起訴4件・数十億ドルの法的コストが生んだ「対抗組織」

背景を整理すると、話はずっと切迫している。トランプ氏は2023年以降、連邦レベルで2件、州レベルで2件の計4件の刑事起訴を抱えており、ニューヨーク州の民事詐欺訴訟では一時4億5000万ドル超の支払いを命じられた(後に保証金で対応)。法的費用は累計で数億ドル規模に達するとも報じられていた。

そうした状況の中で、「司法を武器として使われている」という主張を組織化しようとしているわけだ。Truth Socialの投稿は支持者向けの発信にとどまらず、基金への寄付や賛同を促す動線になっている可能性が高い。トランプ司法武器化という言葉自体、すでに保守派の結集軸になっており、基金の名前そのものがそのまま政治メッセージになっている。
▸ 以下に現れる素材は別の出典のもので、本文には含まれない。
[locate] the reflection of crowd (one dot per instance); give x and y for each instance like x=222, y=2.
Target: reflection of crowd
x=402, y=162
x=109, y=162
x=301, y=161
ただ、個人資産を投じた私的基金が司法対抗の「公的装置」として機能し始めると、政治と司法の間にあった境界線がさらに見えにくくなる。これは米国固有の問題ではなく、「司法の独立」という概念がポピュリズムと衝突するときに世界中で起きうる話だ、とも言えるかもしれない。

この先どうなる

当面の焦点は、Anti-Weaponization Fundの実態開示があるかどうかだろう。連邦選挙委員会(FEC)への届け出が必要な形態なのか、それとも純粋な私的慈善財団に近い位置づけなのかによって、透明性の要件がまるで変わってくる。報道機関や監視団体が資金の流れを追い始めれば、基金の全体像が見えてくるはずだ。一方で、2024年大統領選の勝利を受けてトランプ氏の政治的立場が強化されている今、司法との対立が以前と同じ形で続くかどうかも読みづらい。「戦うための基金」が、戦う相手のいない状況でどう使われるのか——そこが次の注目点になりそうだ。